RESEARCH IN PAIRS
Martingale Techniques and Anisotropic Banach Spaces
August 7 - 18, 2017
The main objective is to explore the applicability of martingale techniques in the setting of invertible systems using the recently developed ‘adapted’ Banach spaces pioneered by Liverani, Baladi, Gouëzel, Tsujii, Keller, Demers and others.
The application of martingale theory to the study of statistical properties of dy- namical systems was pioneered by M. Gordin in 1969. By studying the action of the transfer operator (the dual to the action of composing an observable with the transformation) the Gordin approach expresses an observable on the system as the sum of a reverse martingale difference and a coboundary.
Recent work has investigated the action of the transfer operator directly on certain anisotropic Banach spaces. This approach avoid introducing symbolic coding, and allows perturbation of the system. However, the martingale technique of Gordin has not yet been adapted to this context although in certain situations it enables one to prove stronger results.
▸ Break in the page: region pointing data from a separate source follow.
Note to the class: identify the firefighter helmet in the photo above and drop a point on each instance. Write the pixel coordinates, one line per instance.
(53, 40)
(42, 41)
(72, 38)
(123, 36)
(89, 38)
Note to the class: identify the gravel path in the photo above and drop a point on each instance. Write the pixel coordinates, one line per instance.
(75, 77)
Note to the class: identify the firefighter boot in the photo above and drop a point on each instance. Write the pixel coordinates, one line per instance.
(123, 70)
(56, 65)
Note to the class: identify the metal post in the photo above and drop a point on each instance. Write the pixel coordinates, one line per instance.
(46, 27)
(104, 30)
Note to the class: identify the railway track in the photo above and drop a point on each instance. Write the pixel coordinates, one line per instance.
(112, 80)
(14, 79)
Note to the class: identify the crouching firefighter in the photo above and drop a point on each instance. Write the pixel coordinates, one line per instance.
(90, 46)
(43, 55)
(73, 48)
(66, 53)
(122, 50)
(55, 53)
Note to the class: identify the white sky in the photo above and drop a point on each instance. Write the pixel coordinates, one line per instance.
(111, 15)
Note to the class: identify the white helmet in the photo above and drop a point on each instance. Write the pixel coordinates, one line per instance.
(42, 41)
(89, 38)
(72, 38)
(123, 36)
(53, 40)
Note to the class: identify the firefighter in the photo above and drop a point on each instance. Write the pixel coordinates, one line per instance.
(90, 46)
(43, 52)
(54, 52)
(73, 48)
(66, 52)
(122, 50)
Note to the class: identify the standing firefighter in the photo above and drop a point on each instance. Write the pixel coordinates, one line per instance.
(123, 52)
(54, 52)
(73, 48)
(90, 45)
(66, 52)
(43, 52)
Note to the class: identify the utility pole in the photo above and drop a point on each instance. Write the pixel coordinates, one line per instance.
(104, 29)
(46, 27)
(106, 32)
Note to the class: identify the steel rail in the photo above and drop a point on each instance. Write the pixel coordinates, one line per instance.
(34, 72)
Examples include convergence of stochastic integrals and rates of convergence in the weak invariance principle, where the primary existing probabilistic tools are via martingale theory. The collaboration will be to develop ways of modifying Gordin’s approach to the setting of anisotropic Banach spaces.
Mark Demers (Fairfield University)
Ian Melbourne (University of Warwick)
Matthew Nicol (University of Houston)